Friday 11 January 2019

One Cut of the Dead




Shin'ichirô Ueda, 2017, Japan
(カメラを止めるな! Kamera o Tomeru na!, lit. "Don't Stop the Camera!")

At FrightFest 2018, there was a lot of buzz about ‘One Cut of the Dead’ and it then went on to appear on several “best of festival” lists. But I missed it as it wasn’t on the main screen but at the Prince Charles Cinema: I always had the impression that I had missed out. Well, it’s returned to the Prince Charles, by popular demand apparently and certainly when I went it was a packed house: judging by social media, there were many people who had missed this at FrightFest and were catching up.

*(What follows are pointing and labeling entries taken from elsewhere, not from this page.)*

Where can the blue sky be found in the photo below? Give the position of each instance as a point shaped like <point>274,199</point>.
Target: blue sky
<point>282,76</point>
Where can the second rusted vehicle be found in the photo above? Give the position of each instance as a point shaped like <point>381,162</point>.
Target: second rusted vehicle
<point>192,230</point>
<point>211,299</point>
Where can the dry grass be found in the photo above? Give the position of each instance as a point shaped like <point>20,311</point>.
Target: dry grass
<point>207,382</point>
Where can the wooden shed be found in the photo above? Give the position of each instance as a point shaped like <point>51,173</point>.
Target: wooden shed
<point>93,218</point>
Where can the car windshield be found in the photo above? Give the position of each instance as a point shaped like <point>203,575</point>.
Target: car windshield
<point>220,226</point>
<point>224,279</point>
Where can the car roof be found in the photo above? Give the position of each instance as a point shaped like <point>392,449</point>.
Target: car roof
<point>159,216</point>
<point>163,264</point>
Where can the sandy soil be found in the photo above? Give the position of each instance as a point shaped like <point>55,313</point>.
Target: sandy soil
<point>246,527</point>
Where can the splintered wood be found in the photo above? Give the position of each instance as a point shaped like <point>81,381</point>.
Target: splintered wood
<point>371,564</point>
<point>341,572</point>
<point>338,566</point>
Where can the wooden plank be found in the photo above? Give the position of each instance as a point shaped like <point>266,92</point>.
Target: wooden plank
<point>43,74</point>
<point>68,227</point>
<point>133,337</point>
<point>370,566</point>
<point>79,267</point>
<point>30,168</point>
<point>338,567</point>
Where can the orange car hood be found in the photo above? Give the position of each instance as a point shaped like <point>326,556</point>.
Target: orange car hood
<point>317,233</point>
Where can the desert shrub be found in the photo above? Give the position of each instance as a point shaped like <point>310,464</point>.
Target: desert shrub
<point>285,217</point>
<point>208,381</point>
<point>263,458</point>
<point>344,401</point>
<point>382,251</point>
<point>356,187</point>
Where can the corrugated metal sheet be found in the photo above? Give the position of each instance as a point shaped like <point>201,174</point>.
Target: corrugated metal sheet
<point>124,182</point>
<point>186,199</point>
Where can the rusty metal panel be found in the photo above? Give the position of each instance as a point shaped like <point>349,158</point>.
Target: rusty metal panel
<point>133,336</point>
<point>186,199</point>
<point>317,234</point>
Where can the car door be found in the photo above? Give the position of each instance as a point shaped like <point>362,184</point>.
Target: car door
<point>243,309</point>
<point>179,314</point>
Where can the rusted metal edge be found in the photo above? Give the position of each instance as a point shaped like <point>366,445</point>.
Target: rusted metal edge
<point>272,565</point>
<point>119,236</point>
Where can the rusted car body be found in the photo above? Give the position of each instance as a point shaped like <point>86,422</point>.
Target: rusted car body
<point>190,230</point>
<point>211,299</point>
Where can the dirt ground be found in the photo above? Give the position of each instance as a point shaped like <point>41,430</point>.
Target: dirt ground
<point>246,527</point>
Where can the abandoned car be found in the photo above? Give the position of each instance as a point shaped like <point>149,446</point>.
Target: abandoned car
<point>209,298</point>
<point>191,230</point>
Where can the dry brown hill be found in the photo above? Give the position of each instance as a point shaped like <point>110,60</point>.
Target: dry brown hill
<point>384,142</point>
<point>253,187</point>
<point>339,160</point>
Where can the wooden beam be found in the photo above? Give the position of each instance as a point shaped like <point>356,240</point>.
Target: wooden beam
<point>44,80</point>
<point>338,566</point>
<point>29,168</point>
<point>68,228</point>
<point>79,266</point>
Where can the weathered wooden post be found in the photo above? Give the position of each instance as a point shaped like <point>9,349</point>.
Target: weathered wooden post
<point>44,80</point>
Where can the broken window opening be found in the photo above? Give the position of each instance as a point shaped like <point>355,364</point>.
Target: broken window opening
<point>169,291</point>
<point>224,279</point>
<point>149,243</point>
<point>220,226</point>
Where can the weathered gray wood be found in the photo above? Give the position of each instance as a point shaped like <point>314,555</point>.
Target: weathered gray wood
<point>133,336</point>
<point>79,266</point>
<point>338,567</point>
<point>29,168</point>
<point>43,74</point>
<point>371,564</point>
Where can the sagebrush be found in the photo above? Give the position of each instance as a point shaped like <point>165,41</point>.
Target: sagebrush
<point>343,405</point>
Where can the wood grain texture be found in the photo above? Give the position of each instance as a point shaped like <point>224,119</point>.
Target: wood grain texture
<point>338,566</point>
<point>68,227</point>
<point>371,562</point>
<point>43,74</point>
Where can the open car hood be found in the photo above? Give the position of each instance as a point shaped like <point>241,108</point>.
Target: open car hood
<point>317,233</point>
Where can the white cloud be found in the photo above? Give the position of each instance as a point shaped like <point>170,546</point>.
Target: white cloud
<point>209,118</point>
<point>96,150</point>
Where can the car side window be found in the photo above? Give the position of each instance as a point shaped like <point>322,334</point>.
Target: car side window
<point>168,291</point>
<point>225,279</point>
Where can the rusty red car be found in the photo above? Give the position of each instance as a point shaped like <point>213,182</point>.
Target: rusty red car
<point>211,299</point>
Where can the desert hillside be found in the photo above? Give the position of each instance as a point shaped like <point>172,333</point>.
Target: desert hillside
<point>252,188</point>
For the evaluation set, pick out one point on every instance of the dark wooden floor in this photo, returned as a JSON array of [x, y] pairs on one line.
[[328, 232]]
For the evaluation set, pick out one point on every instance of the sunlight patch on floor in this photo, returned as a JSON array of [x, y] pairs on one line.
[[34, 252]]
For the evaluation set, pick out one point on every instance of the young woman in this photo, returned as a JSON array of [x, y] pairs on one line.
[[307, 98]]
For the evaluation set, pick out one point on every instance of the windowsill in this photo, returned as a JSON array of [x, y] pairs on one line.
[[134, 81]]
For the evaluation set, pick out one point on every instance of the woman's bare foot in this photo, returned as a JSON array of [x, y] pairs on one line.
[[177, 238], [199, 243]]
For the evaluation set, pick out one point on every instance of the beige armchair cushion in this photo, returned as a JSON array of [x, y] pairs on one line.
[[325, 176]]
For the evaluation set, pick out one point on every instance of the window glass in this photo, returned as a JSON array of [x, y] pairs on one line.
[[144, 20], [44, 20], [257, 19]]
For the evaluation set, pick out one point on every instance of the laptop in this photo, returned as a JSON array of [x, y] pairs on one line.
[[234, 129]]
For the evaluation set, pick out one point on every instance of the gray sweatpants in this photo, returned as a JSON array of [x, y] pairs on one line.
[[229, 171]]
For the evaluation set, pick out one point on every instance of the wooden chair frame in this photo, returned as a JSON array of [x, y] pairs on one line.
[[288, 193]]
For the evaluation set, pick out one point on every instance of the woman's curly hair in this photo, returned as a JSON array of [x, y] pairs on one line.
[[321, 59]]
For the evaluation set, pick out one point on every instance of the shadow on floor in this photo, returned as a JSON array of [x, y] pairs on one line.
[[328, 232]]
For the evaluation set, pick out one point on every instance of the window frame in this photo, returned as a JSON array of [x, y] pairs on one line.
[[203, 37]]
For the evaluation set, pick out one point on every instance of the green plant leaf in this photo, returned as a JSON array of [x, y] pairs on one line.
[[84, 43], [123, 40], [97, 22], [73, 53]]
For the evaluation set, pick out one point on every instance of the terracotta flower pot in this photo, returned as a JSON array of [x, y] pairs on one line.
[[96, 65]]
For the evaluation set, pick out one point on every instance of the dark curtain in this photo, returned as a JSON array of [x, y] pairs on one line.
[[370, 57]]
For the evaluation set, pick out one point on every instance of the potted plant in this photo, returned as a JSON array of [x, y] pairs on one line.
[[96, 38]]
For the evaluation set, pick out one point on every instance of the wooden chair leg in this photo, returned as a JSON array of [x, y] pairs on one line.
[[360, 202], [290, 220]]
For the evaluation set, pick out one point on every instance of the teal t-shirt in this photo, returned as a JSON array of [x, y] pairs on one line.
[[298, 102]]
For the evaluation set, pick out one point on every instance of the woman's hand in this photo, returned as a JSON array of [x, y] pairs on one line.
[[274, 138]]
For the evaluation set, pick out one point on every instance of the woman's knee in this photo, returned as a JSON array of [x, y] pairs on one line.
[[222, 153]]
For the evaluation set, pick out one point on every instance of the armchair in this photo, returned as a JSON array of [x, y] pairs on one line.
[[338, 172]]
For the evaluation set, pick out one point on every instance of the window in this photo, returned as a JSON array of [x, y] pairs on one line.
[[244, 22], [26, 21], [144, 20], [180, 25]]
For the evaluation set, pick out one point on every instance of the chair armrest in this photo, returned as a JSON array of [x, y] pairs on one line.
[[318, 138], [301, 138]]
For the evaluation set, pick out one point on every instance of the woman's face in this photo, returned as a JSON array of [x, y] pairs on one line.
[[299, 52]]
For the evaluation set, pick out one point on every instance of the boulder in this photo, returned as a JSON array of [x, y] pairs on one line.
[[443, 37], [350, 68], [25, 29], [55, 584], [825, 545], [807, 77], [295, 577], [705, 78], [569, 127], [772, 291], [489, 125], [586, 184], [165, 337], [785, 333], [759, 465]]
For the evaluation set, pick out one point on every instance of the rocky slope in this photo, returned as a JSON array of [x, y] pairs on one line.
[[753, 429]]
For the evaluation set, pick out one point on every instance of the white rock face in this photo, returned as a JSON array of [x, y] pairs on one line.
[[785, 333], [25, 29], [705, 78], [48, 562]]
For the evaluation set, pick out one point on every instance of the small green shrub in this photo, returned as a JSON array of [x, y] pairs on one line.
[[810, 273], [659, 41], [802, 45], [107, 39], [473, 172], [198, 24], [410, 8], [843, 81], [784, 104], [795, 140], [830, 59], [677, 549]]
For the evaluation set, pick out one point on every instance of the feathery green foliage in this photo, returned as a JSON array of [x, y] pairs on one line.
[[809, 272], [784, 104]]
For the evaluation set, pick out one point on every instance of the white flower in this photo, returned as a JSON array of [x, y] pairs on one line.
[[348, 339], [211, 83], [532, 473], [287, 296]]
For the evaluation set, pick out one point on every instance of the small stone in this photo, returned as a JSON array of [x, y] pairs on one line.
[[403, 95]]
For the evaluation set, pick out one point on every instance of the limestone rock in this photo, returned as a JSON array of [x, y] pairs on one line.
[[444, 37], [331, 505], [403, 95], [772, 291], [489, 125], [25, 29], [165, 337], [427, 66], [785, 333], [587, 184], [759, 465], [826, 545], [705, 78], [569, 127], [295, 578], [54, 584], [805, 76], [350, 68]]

I had carefully avoided hearing too much about it and I recommend you doing the same, if possible. I knew it was a “filming during a zombie apocalypse” kind of thing, mumble-mumble, and that it had undead, obviously, but little else. This meant I was able to enjoy its surprises to the fullest. By way of highlighting how much fun this turns out to be, let me just say that you shouldn’t be fooled by the apparent negligible moments of pacing and acting and scripting or whatever of the first half and stay with it for the long-game. And if you haven’t seen it yet, you should stop reading now.

And then, like ‘Climax’, halfway through, the credits come, it seems, and the intrigue is upped. But whereas Gasper Noe's halfway mark denotes a following decent into hell, Ueda then presents the trouble with conjuring one up. It’s a cannier film than at first appears, doubling back and drawing laughs from the same material just seen by introducing a new perspective and context. Many of those things that initially seemed “off” hit home as jokes. In this way, Ueda’s supple script traversing the perspectives of “laughing at” and “laughing with” with cheerful aplomb, celebrating and gently lampooning shaky-camera horror and improvisation. 

It doesn’t need too much characterisation, just archetypes, but it’s all satirical enough: the hapless director chosen for self-publicising as average; the slightly arrogant lead; the woman who takes her role too seriously; the drunken extra, etc. It has a touch of bad taste, a dollop of silliness and a faint appeal to sentiment, but it’s structure and speed means that there is never too much of any one thing. It’s a joyous celebration of gung-ho low-budget film-making.

By being slightly meta-genre, it’s both fun and knowing enough to please both the demands of comedy and consideration. As a horror behind-the-scenes farce, its entertainment value and building reputation is bound to give ‘One Cut of the Dead’ cult longevity.